落穂拾記(41)                       

「研究」「活字」に一途の人物像

羽原 清雅


 南方熊楠(1867−1941)、牧野富太郎(1862−1957)といった全国区の努力の人、その成果はよく知られている。その時代の環境もあるが、いわゆる高等・専門教育は受けられず、しかし、自らの関心に独創的な発想を持ち、生涯にわたって一筋に追及した人々と言える。  
 また恵まれた学歴のもとに頑張り、数十年の生涯をかけてロシア語辞典を作った八杉貞利(1876−1966)、漢字のルーツを追及し続けた白川静(1910−2006)といった一途の人たちもいる。
 だが、あまり目立たないながら、多くの文化遺産を一途に作り上げた、努力の人もいる。
 そのようなことをまとめて考えたことはなかったが、さきごろ、たまたま戦国時代から江戸時代にかけての一族を調べるなかで、そうした人の努力に巡り合い、ちょっと書き残したいと思った。

<太田亮のこと>

 その著作を知ったのは「姓氏家系大辞典」(角川書店刊)。3分冊、6678ページの大著で、日本古代からの氏姓や家系を調べあげたもの。この著者は、専門の世界では知られているが、知名度が高いわけではない。
 太田亮(1884−1956)。奈良県の出身で、立命館、神宮皇學館(現皇学館大学)卒業後、女学校教師、内務省嘱託などの傍ら、歴史的な文書を漁り続けた。やっと立命館大学教授の地位についたのは56、7歳のころだった。
 この辞典の初版本3巻は1934−36年に刊行され、それに先立っては1920年に「姓氏家系辞書」(1530ページ)を出している。筆者の利用した角川本は初版本の復刻だった。

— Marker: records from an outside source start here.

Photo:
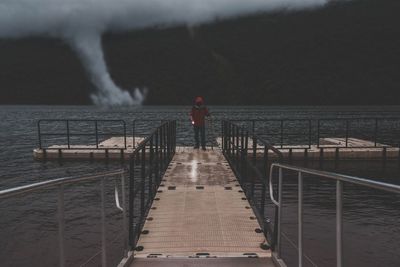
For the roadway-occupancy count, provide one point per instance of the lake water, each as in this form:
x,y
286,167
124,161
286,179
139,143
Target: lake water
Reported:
x,y
28,224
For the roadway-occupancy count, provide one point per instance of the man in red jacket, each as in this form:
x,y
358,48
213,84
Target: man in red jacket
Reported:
x,y
197,115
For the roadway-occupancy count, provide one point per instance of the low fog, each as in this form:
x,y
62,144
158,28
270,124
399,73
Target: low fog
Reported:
x,y
81,24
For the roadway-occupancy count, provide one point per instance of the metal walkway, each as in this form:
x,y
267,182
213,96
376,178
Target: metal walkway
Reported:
x,y
201,212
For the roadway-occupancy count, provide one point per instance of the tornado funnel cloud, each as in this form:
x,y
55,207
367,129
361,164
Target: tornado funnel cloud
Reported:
x,y
88,47
82,22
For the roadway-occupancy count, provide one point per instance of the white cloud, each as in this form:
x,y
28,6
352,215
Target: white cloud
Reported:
x,y
82,22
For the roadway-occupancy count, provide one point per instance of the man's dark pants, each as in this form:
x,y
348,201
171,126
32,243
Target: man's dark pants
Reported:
x,y
200,130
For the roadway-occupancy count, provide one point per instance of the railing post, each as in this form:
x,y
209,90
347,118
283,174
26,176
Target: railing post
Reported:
x,y
300,218
150,172
68,134
309,134
96,134
39,135
61,225
279,213
124,223
237,147
103,226
157,154
281,133
143,174
318,132
223,137
339,223
131,201
133,133
376,132
242,155
347,132
161,148
124,134
254,149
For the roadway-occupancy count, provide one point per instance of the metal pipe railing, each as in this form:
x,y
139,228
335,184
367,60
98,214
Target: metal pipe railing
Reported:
x,y
147,164
250,166
60,184
309,131
340,180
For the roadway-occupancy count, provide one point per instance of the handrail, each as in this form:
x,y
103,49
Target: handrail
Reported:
x,y
312,131
340,179
60,183
243,160
147,164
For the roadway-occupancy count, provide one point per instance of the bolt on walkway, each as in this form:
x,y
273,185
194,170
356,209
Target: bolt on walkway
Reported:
x,y
200,211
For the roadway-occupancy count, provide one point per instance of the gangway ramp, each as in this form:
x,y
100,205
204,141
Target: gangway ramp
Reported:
x,y
200,215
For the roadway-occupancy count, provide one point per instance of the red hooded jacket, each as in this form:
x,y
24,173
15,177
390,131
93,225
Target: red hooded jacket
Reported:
x,y
199,112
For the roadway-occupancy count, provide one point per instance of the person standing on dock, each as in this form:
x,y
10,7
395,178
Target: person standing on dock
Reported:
x,y
197,116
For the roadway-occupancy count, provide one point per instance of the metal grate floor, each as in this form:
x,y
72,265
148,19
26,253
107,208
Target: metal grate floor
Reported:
x,y
201,209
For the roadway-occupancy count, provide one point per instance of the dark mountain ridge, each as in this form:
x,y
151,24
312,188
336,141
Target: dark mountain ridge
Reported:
x,y
345,53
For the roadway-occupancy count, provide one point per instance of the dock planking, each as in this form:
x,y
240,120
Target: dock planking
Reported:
x,y
200,213
332,149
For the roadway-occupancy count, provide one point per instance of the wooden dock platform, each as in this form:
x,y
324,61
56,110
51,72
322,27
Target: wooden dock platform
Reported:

 この角川本の末尾に、1936(昭和11)年に完成した時に書いた「稿終って」を掲載している。1900(明治33)年に諸家の系図を集め始めて37年めの完成で、「その基礎工事たる史料蒐集に30余年」を費やし、「一切他の事業を捨て、専心本書の編纂に従事してより満6年」、そして書いた原稿は6万枚を数えた、という。
 「かように完成と云ふ事を偉大と考へた訳ではなく、むしろ完成して何になるかとさへ考へもしたが、せねばならぬ為に、つまり完了さへすれば、あらゆる桎梏から逃れて人並に暮せる、それがどんなに愉快な事であらうと、毎日毎夜それを楽しみに急いだ」

 さらに、その苦闘を、子息の通昭さんが「父の思い出」として書いている。
 「骨と皮の痩せた身体で、よくも毎日毎日書斎に閉じこもって書いたものだ。」
 「私たち(子供)は書籍と原稿用紙の散らかった父の書斎にはほとんどはいったことがない。母もその部屋の掃除はできなかったようだ。」
 「日露戦争当時の学者で、戦争を全然知らないで研究をつづけた学者があったそうだが、父もそれに似ていた。」
 「父は学界では傍系の者であったため、疎外視される面が多く、研究室の利用、史料の収集にも困難があったようで、特に経済的には困窮し、補助者を雇うこともできず、すべてのことを父一人でやらなければならなかったわけで、この『姓氏家系大辞典』を書いている時などは原稿用紙も買えなくなって、ついには藁半紙に書いていた。それもインクがにじむような紙に苦労して書いていた。嵩張った原稿で一部屋がうずまってしまう始末だった。」

 今のように、パソコン、コピーなどもなく、学術援助もない時代だった。それに、分業や助手の活用もままならなかった。すべて個人ひとりの手作業で、ただ意欲と執念のもと、終生をかけた闘いだった。
 いまも、学者、研究者の苦労は容易ではないだろう。しかし、当時の状況とは様変わりに好転している。
 むしろ、こうした先人の粘りの作業結果のうえに、次の時代の展開が委ねられている。学問の世界にとどまらず、どの分野でも、様変わりしながらも、その前段の苦労があり、その実績をさらに伸ばさなければならない精神的な責務だけは変わらないだろう。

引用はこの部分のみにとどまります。